Four drummers hidden in the display windows, behind large curtains, seem to control the movements of the performer like an invisible force, sonically scored and improvised. Williams here tries to make palpable the double-consciousness of seeing and completing the self through the eyes of the (white, male) other and the positioning of the phallogocentric gaze that has normalized codes of representation that produce sexualized bodies and meanings desirable to (post)colonial consumers.(1)

Williams suggests that , stemming from the transmitted idea that black femininity is somehow more sexual, more bodily, more biological and closer to nature , these bodies are rendered in both sexual contempt and sexual longing. The bodies of women of color in this perspective, lie outside the realm of the human subject: in line with Judith Butler who addresses this exclusionary matrix that requires the “production of a domain of abject beings, those who are not yet "subjects", but who form the constitutive outside to the domain of the subject'.


Kandis Williams (born 1985 in Baltimore) is based in Los Angeles and Berlin.
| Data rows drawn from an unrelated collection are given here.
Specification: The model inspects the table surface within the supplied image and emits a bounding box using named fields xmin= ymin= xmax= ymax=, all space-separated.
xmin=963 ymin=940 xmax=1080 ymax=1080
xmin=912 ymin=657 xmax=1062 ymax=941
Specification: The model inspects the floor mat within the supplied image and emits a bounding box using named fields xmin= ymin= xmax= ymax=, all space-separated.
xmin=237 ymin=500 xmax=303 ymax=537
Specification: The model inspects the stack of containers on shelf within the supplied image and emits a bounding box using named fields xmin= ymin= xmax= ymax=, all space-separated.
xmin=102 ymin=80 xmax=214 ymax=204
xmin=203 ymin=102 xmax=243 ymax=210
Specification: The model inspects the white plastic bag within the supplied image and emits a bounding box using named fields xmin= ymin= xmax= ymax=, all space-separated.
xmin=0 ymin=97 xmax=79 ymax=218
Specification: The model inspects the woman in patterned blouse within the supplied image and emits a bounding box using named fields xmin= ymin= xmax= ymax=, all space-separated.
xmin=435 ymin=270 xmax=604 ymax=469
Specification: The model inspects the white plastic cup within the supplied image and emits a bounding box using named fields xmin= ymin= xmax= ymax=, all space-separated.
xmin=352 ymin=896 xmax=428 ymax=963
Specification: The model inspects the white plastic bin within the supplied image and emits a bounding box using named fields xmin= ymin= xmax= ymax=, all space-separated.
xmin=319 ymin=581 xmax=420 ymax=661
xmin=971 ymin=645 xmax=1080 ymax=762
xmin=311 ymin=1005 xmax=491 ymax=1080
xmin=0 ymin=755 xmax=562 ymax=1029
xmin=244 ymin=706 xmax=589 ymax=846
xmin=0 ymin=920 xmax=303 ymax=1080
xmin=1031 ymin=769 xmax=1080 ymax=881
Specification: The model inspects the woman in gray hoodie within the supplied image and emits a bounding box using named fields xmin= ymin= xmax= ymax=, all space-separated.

Primarily working with collages and drawings, her engagements branch out to encompass mediums such as text and contemporary dance to examine socio-cultural constructs of race, place, history and the self. Williams received her BFA in 2008 from the Cooper Union School of Art, New York. Her work has been exhibited at Night Gallery and SADE, Los Angeles; The Studio Museum in Harlem, New York; The Underground Museum, Los Angeles; The Breeder, Athens and Human Resources, Los Angeles.

(1) Double Consciousness is a term coined by W. E. B. Du Bois to describe an individual whose identity is divided into several facets. As a theoretical tool, “double consciousness” reveals the psycho-social divisions in American society and allows for a full understanding of those divisions. Du Bois’ focus on the specificity of black experience allows for challenging injustice in national and world systems.